28 August Sunday

Someone once told me that in San Francisco there are two types of restaurants, fabulous and closed. This sentence is true when a broad definition of fabulous is used. There is a wide sliding scale that can include places like – The best of the crappy diners, the BEST bakery that get shut down for health violations, or other holes-in-the-wall where the only meat option is ¨meat¨. Nonetheless, there are many good restaurants there, and there are some in my hometown Akron Ohio too. Restaurants do what they must to attract customers and make their overhead. There are key differences as to how this success happens, and they very much depend on the type of person you are serving, what they want, what they expect.
In the Buckeye state, and throughout the Midwest, there is a certain pride that the diner takes in knowing exactly what they want to taste and designing the flavor profile themselves instead of the chef. I have always found this odd, especially because it happens at higher end dining as well as middle establishments. I will describe two events, one each from the respective states.
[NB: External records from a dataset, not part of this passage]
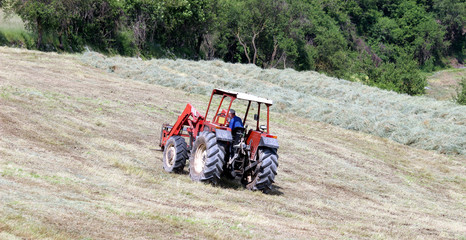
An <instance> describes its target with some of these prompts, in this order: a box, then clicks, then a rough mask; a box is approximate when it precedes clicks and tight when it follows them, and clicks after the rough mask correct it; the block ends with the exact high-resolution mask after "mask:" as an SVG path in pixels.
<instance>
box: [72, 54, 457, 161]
mask: <svg viewBox="0 0 466 240" xmlns="http://www.w3.org/2000/svg"><path fill="white" fill-rule="evenodd" d="M81 59H82V60H83V61H84V62H85V63H88V64H90V65H92V66H96V67H99V68H103V69H105V70H107V71H109V72H114V73H116V74H117V75H119V76H121V77H125V78H131V79H134V80H138V81H143V82H148V83H155V84H159V85H163V86H169V87H176V88H179V89H182V90H184V91H186V92H190V93H201V94H204V95H209V94H210V92H211V89H212V88H214V87H217V88H225V89H234V90H237V91H240V92H250V93H253V94H257V95H262V96H268V97H270V98H272V99H273V100H274V101H275V107H274V108H273V109H274V111H277V112H280V113H287V114H289V113H291V114H294V115H300V116H303V117H306V118H308V119H310V120H313V121H320V122H326V123H330V124H333V125H337V126H340V127H343V128H346V129H351V130H357V131H363V132H366V133H370V134H373V135H376V136H380V137H384V138H388V139H391V140H394V141H396V142H399V143H402V144H406V145H410V146H414V147H418V148H422V149H427V150H437V151H438V152H441V153H450V154H463V155H466V140H465V139H466V106H461V105H457V104H455V103H453V102H447V101H437V100H435V99H432V98H428V97H411V96H408V95H402V94H397V93H395V92H389V91H385V90H381V89H378V88H375V87H369V86H366V85H362V84H361V83H358V82H350V81H346V80H342V79H337V78H331V77H328V76H325V75H323V74H319V73H317V72H297V71H294V70H292V69H285V70H277V69H269V70H264V69H261V68H259V67H257V66H255V65H251V64H250V65H244V64H231V63H224V62H221V61H198V62H194V61H187V60H179V59H178V60H176V61H175V60H167V59H153V60H150V61H141V60H138V59H136V58H122V57H105V56H104V55H101V54H98V53H93V52H87V53H85V54H84V55H83V57H82V58H81Z"/></svg>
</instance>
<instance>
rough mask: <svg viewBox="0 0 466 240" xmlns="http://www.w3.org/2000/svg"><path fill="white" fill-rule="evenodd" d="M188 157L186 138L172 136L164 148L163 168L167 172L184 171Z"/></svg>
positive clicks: (163, 157)
mask: <svg viewBox="0 0 466 240" xmlns="http://www.w3.org/2000/svg"><path fill="white" fill-rule="evenodd" d="M187 158H188V147H187V145H186V141H185V140H184V138H183V137H180V136H172V137H170V138H169V139H168V141H167V143H166V144H165V148H164V150H163V169H164V170H165V171H167V172H177V173H179V172H182V171H183V168H184V165H185V164H186V159H187Z"/></svg>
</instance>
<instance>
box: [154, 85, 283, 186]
mask: <svg viewBox="0 0 466 240" xmlns="http://www.w3.org/2000/svg"><path fill="white" fill-rule="evenodd" d="M214 98H215V99H214ZM213 99H214V100H216V101H217V102H218V107H217V109H212V112H213V111H215V114H213V118H212V121H207V120H206V119H207V116H208V114H209V109H210V106H211V104H212V100H213ZM235 100H241V102H243V103H244V107H243V108H242V110H244V112H245V114H244V118H243V124H244V126H245V127H244V128H242V127H237V128H235V129H230V128H229V127H228V125H229V118H228V116H227V113H229V112H230V109H231V107H232V104H233V102H234V101H235ZM237 102H238V101H235V107H236V106H237ZM256 104H257V105H256ZM222 105H223V106H225V108H222ZM264 105H265V107H266V108H267V115H266V119H267V122H266V125H260V119H261V106H264ZM270 106H272V101H271V100H268V99H264V98H260V97H256V96H252V95H249V94H245V93H238V92H232V91H225V90H221V89H214V90H213V91H212V96H211V97H210V101H209V105H208V106H207V111H206V114H205V115H204V116H203V115H201V114H200V113H199V112H198V111H197V110H196V109H194V107H193V106H192V105H191V104H189V103H188V104H187V105H186V108H185V110H184V111H183V113H182V114H181V115H180V116H179V117H178V120H177V121H176V123H175V124H174V125H169V124H164V125H163V126H162V131H161V134H160V147H161V148H162V149H163V168H164V169H165V171H167V172H177V173H179V172H182V171H183V168H184V167H185V165H186V160H188V159H189V175H190V177H191V179H192V180H193V181H202V182H211V183H214V184H215V183H217V182H218V181H219V180H220V178H221V176H226V177H229V178H232V179H234V178H239V179H241V182H242V184H243V185H244V186H245V187H246V188H248V189H250V190H260V191H263V192H267V191H269V190H270V189H271V187H272V183H273V182H274V179H275V175H277V167H278V155H277V150H278V140H277V137H276V136H275V135H272V134H270V125H269V116H270V115H269V111H270V110H269V108H270ZM254 108H256V109H254ZM253 109H254V111H255V110H257V113H256V114H254V121H255V123H254V127H253V128H251V129H248V126H247V125H246V124H247V123H248V120H249V119H248V118H247V117H248V113H249V111H250V110H253ZM262 109H264V108H262ZM264 118H265V117H264V116H262V119H264Z"/></svg>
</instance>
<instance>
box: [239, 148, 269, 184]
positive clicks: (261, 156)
mask: <svg viewBox="0 0 466 240" xmlns="http://www.w3.org/2000/svg"><path fill="white" fill-rule="evenodd" d="M256 161H258V164H257V166H256V168H255V169H254V170H253V171H252V172H251V173H249V174H246V176H244V178H243V181H242V182H243V184H244V185H245V187H246V188H247V189H249V190H253V191H255V190H259V191H262V192H265V193H266V192H268V191H270V190H271V189H272V183H273V182H274V180H275V175H277V167H278V155H277V149H272V148H259V149H258V153H257V157H256Z"/></svg>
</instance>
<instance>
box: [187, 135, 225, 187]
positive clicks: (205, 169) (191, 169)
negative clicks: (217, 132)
mask: <svg viewBox="0 0 466 240" xmlns="http://www.w3.org/2000/svg"><path fill="white" fill-rule="evenodd" d="M224 164H225V145H224V144H222V143H221V142H217V138H216V136H215V134H214V133H211V132H201V133H200V134H199V136H198V137H197V138H196V141H194V144H193V149H192V151H191V157H190V159H189V176H190V177H191V180H193V181H195V182H200V181H202V182H211V183H214V184H216V183H217V182H218V181H219V180H220V175H221V174H222V172H223V165H224Z"/></svg>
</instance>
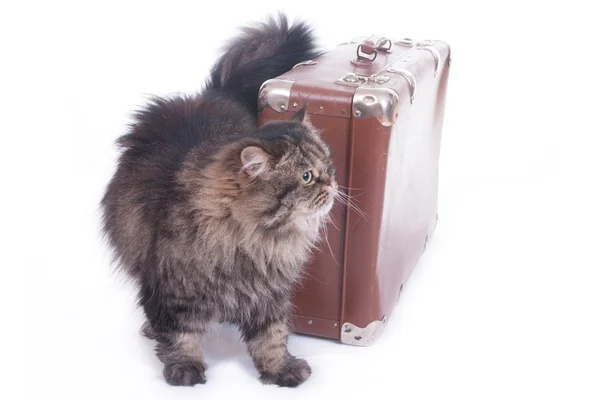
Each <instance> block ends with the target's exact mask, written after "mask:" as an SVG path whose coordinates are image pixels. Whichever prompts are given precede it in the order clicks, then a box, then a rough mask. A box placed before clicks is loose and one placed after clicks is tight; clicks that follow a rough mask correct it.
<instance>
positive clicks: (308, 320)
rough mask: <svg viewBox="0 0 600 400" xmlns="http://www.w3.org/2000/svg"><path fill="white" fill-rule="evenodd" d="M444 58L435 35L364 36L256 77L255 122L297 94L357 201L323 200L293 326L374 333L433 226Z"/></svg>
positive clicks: (419, 257) (327, 335)
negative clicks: (317, 225)
mask: <svg viewBox="0 0 600 400" xmlns="http://www.w3.org/2000/svg"><path fill="white" fill-rule="evenodd" d="M449 66H450V47H449V46H448V45H447V44H446V43H444V42H441V41H429V40H427V41H420V42H415V41H412V40H410V39H402V40H391V39H387V38H378V37H363V38H357V39H355V40H353V41H351V42H348V43H344V44H341V45H339V46H337V47H336V48H334V49H332V50H331V51H329V52H327V53H325V54H323V55H321V56H320V57H318V58H316V59H314V60H307V61H305V62H302V63H300V64H298V65H296V66H295V67H294V68H293V69H292V70H290V71H288V72H286V73H285V74H283V75H282V76H280V77H278V78H276V79H272V80H268V81H266V82H265V83H264V84H263V86H262V88H261V90H260V93H259V108H260V111H259V118H258V119H259V125H263V124H265V123H267V122H268V121H271V120H277V119H289V118H290V117H291V115H292V114H293V113H294V112H295V111H297V110H298V109H300V108H302V107H303V106H305V105H306V107H307V112H308V113H309V119H310V122H311V124H312V125H314V126H315V127H316V128H317V129H319V130H321V131H322V135H323V136H324V137H325V139H326V140H327V142H328V143H329V144H330V146H331V148H332V153H333V157H334V163H335V166H336V170H337V175H336V179H337V181H338V183H339V185H340V186H341V187H346V188H349V189H347V190H345V189H340V190H345V192H346V193H347V194H348V195H349V196H350V197H351V199H352V202H353V203H354V205H355V206H356V207H358V208H359V209H360V211H358V210H356V209H355V208H354V207H352V206H345V205H343V204H341V203H336V205H335V206H334V208H333V209H332V219H333V222H332V223H331V224H329V226H328V230H327V232H328V233H327V236H326V239H327V240H323V241H322V244H321V245H320V247H319V248H318V250H317V251H316V252H315V255H314V257H313V259H312V261H311V262H310V265H309V266H308V273H307V276H306V278H305V279H304V280H303V281H302V282H301V284H300V286H299V287H298V288H297V290H296V291H295V295H294V306H295V312H294V318H293V321H292V323H293V330H294V331H295V332H296V333H302V334H308V335H313V336H320V337H325V338H331V339H336V340H340V341H341V342H342V343H346V344H350V345H358V346H367V345H370V344H372V343H373V342H374V341H375V340H376V339H377V338H378V337H379V335H380V334H381V332H382V330H383V328H384V326H385V323H386V319H387V318H388V317H389V316H390V314H391V313H392V311H393V309H394V308H395V306H396V304H397V302H398V299H399V296H400V293H401V291H402V287H403V285H404V284H405V282H406V281H407V280H408V279H409V277H410V275H411V273H412V271H413V269H414V268H415V266H416V264H417V262H418V260H419V259H420V257H421V255H422V253H423V251H424V250H425V248H426V246H427V241H428V238H429V237H430V236H431V235H432V233H433V232H434V230H435V228H436V224H437V201H438V200H437V189H438V160H439V153H440V141H441V132H442V123H443V119H444V108H445V101H446V87H447V82H448V72H449Z"/></svg>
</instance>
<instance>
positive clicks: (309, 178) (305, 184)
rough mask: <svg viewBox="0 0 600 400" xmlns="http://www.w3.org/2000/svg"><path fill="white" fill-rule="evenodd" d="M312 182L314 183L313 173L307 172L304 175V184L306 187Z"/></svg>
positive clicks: (310, 172)
mask: <svg viewBox="0 0 600 400" xmlns="http://www.w3.org/2000/svg"><path fill="white" fill-rule="evenodd" d="M311 182H312V172H311V171H306V172H305V173H303V174H302V183H304V184H305V185H308V184H309V183H311Z"/></svg>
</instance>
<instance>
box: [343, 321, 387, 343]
mask: <svg viewBox="0 0 600 400" xmlns="http://www.w3.org/2000/svg"><path fill="white" fill-rule="evenodd" d="M385 323H386V318H385V317H383V319H382V320H377V321H373V322H371V323H370V324H369V325H367V326H365V327H364V328H361V327H358V326H356V325H354V324H351V323H350V322H346V323H344V324H343V325H342V329H341V331H340V341H341V342H342V343H344V344H348V345H352V346H362V347H366V346H370V345H372V344H373V343H375V341H377V339H379V337H380V336H381V334H382V333H383V328H384V327H385Z"/></svg>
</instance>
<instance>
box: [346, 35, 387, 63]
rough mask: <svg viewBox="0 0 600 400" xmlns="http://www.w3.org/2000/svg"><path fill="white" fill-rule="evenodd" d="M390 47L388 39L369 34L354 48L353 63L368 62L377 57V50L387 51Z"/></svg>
mask: <svg viewBox="0 0 600 400" xmlns="http://www.w3.org/2000/svg"><path fill="white" fill-rule="evenodd" d="M391 48H392V41H391V40H390V39H386V38H384V37H375V36H371V37H370V38H368V39H366V40H364V41H363V42H362V43H361V44H359V45H358V47H357V48H356V60H355V64H358V65H360V64H370V63H372V62H373V61H375V59H376V58H377V52H378V51H385V52H389V51H390V49H391Z"/></svg>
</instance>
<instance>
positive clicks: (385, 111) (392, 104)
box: [352, 87, 400, 126]
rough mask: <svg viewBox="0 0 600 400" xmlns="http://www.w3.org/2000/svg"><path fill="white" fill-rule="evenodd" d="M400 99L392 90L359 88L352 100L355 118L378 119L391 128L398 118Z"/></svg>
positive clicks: (356, 89)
An exchange I recently had with the good wait staff at a restaurant in San Francisco:
¨And what can I get for you sir?¨
¨I¨ll have the salmon.¨
¨Thank you.¨
A similar exchange with great wait staff at a restaurant in Akron, Ohio:
¨And what can I get for you sir?¨
¨I¨ll have the salmon.¨
¨Great, would you like the soup or the salad with that?¨
¨What soup do you have?¨
¨Chicken Chili, Butternut Squash, Broccoli Cheddar, or Clam Chowder.¨
¨Hmm….I´ll have a salad.¨
¨House, French, Italian, Thousand Island, Ranch, Blue Cheese, or Raspberry Vinagrette?¨
¨House.¨
¨Great, would you be wanting the potato or rice pilaf?¨
¨I¨ll have the potato¨
¨Boiled, baked, steamed, roasted, steak fries, curly fries, twice fried, au gratin, or Hasslebacked?¨
¨Baked.¨
¨And that salmon, did you want that, fried, grilled, steamed-in-the-bag, poached….¨
¨Grilled, please.¨
¨And with that salmon did you want the Teriyaki, Southwestern, El Diablo, Old El Paso, German Gypsy, or Sweet Poughkeepsie sauce?¨
¨German Gypsy.¨
¨And that comes with an additional side from the bottom back of the menu.¨
I am now tired. I also feel a little anxious because I didn´t quite understand that I´d have to make so many decisions. I mean I knew that when the menu arrived, and my hands became moist when the waitress approached. But I didn´t know how it would feel, this interrogation. I wondered if she approved of my choices. The menu I had created for myself. I guess the expectation is that the guest puts the disparate particles together and the chef´s job is to make it work. I need the wait person´s help.
¨What do you recommend with the German Gypsy salmon?¨
¨Well, a lot of people really like the sizzling corn husks, or dig deep in yumbo town with a bucket of hushed mutton cuttins. If you go with the griddle flipped zucchini cakes, I would swap out the Clam Chowder for the salad because the salad already comes with the griddle flipped zucchini cakes on top of it. A lot of people do that.¨
¨Oh OK. I´ll do that. Does that sound good?¨
¨Yeah, it´s good.¨
Perhaps what it is is that there is a maximal quality to that Midwestern restaurant, everything is available and the customer is king. In California I´ve seen a number of menus that explicitly say ¨no substitutions¨ and we obey. Yes, fussy, picky, snooty, have-it-my-way California kiddos will line up in obeyance behind the Chef de Maison. It is an act of trust, perhaps because as my friend was saying, if you can´t read people´s palates, your restaurant ain´t gonna last. Fabulous or closed.

Even though it is still August, the change has taken place and Fall is wrapping their wide arms around us. Here´s one little fella that wasn´t quite ready to let go and managed to attach themselves to their tree. Hang on tight. It´s gonna be a long, cold winter.